This month marks two years since the Brexit vote, and in the intervening period, we have become fixated with the relationship between the UK and the EU. However, in many respects what is going on within the EU itself is potentially even more significant, and the next two years could be defining for the bloc.
Our fixation with potential exits from the EU/Eurozone began with Greece (Grexit) around 2010 and continued with Ireland, Portugal and even Spain (Spexit). The Italian president of the European Central Bank (ECB), Mario Draghi, sought to avert such crises with his ‘whatever it takes’ speech, effectively providing a verbal guarantee that acted to settle the markets.
Six years on from Draghi’s speech, the spotlight has been very much on Brexit and the state of the UK economy, rather than the state of the Eurozone. Indeed, since the referendum result, the Eurozone economy has been in something of a purple patch, putting the UK economy in the shade, and fears of Brexit-style anti-EU sentiment spreading to France and the Netherlands have failed to materialise.
However, in recent weeks some of the fundamental problems with the Eurozone have come back to the surface. Draghi’s guarantee in 2012 provided time and space to avert an immediate crisis, but the time wasn’t used to implement much-needed reforms within the bloc. When Grexit was on the agenda, some of the potential reforms being discussed included closer interaction, a banking union and greater fiscal transfers between member states. But none of this has actually been implemented.

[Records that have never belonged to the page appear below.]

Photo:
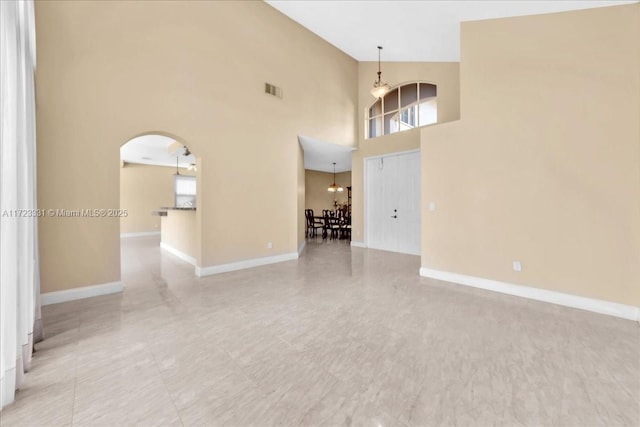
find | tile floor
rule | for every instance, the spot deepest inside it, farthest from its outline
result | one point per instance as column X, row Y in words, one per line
column 343, row 336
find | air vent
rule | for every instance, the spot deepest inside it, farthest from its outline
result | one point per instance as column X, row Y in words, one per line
column 273, row 90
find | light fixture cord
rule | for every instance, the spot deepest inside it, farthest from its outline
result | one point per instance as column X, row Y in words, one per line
column 379, row 72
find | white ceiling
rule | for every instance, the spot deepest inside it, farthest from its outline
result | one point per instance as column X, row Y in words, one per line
column 320, row 155
column 409, row 30
column 154, row 150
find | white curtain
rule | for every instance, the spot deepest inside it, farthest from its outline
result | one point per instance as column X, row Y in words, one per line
column 20, row 324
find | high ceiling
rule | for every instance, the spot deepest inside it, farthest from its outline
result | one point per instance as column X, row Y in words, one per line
column 409, row 30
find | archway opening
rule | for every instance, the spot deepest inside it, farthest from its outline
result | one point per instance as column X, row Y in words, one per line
column 158, row 198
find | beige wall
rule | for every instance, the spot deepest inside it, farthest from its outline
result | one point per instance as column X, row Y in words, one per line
column 109, row 71
column 179, row 231
column 544, row 166
column 317, row 197
column 443, row 74
column 144, row 189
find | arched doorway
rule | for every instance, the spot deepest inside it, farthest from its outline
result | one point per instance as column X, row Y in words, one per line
column 158, row 197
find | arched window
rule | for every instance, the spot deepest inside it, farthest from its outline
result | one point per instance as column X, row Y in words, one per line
column 402, row 108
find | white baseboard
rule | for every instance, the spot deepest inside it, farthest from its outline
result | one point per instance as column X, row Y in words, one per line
column 241, row 265
column 141, row 234
column 81, row 293
column 188, row 258
column 589, row 304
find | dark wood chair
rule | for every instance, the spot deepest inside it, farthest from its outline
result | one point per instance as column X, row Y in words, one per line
column 331, row 224
column 313, row 223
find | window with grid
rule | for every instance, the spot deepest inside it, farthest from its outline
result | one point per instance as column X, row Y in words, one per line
column 402, row 108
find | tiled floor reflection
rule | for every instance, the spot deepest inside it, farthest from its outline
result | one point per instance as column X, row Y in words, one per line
column 343, row 336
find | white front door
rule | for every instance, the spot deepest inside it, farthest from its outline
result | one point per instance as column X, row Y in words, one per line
column 392, row 193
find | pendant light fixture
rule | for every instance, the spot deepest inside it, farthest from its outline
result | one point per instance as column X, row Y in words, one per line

Today, whilst the past two years have focused on the EU’s problems on its Western flank (i.e. the UK), the Eastern flank is arguably currently its biggest concern. Euroscepticism has become a major issue in places like Hungary and Poland.
Indeed, Hungary’s Prime Minister Viktor Orban recently said that Brussels is the new Moscow – inferring that it is a dictatorship against which his country has to battle. Meanwhile, Poland risks losing its EU voting rights in a dispute over issues with independence (or lack of) in its judiciary. The EU is also threatening to link budget payments to countries’ respect for the rule of law, which is causing tensions in various member states.
All of this puts the EU’s as we know it in some doubt, particularly at a time when countries like Germany have become more inward looking and therefore less likely to have an appetite for the kind of long-needed reforms, including closer integration, that France’s President Macron has recently been advocating. What is happening within Italy is also currently a considerable worry.
Italy has been in the crosshairs of financial market concerns of late due to political instability resulting from the prospect of anti-Europe, nationalist parties turning an election into a de-facto referendum on Italy’s membership of the Euro. This is fuel on the fire of ever-growing populism in Europe that will provide an ever-greater existential threat to the EU project. And it should be noted that Italy is not Greece; it is a much a larger beast as the Eurozone’s third largest economy. We know the havoc that Greece’s problems wreaked in the Eurozone – and it is a minnow compared to Italy. Late last week, political instability transferred from Italy to Spain, with the Spanish Prime Minister Mariano Rajoy being forced out of office in a motion of no confidence; further adding to uncertainty within the EU.
This month’s EU Council meeting is therefore hugely significant, and will look at some of the most pressing issues including the draft budget and needed reforms, as well as immigration and defence. One of the proposals is to reform aid arrangements, therefore moving around €30billion from eastern European countries, notably Poland and Hungary, to Spain, Greece and Italy. This is certainly a very contentious issue.
So, whilst Brexit is no doubt a significant schism that will present challenges to the Europe, it is perhaps akin to having a limb removed compared to the more fundamental problems at the heart of the bloc. Indeed, Italy was a founding member of the EU which was created as the EEC through the Treaty of Rome 1957. So, the focus in Europe will increasingly move to these issues and it will be extremely interesting to see what the next two years holds for the EU when reforms are badly-needed and the key players are increasingly less well positioned to make them.
From a Northern Ireland-perspective this means that we have a political vacuum at home, political disorder in the wider UK, and the prospect of an increasingly fragmented EU on our doorstep. When countries like America, Germany and Italy are increasingly putting their own interest firsts, it is increasingly clear that Northern Ireland needs to get its own house in order and start putting its economy and interests first.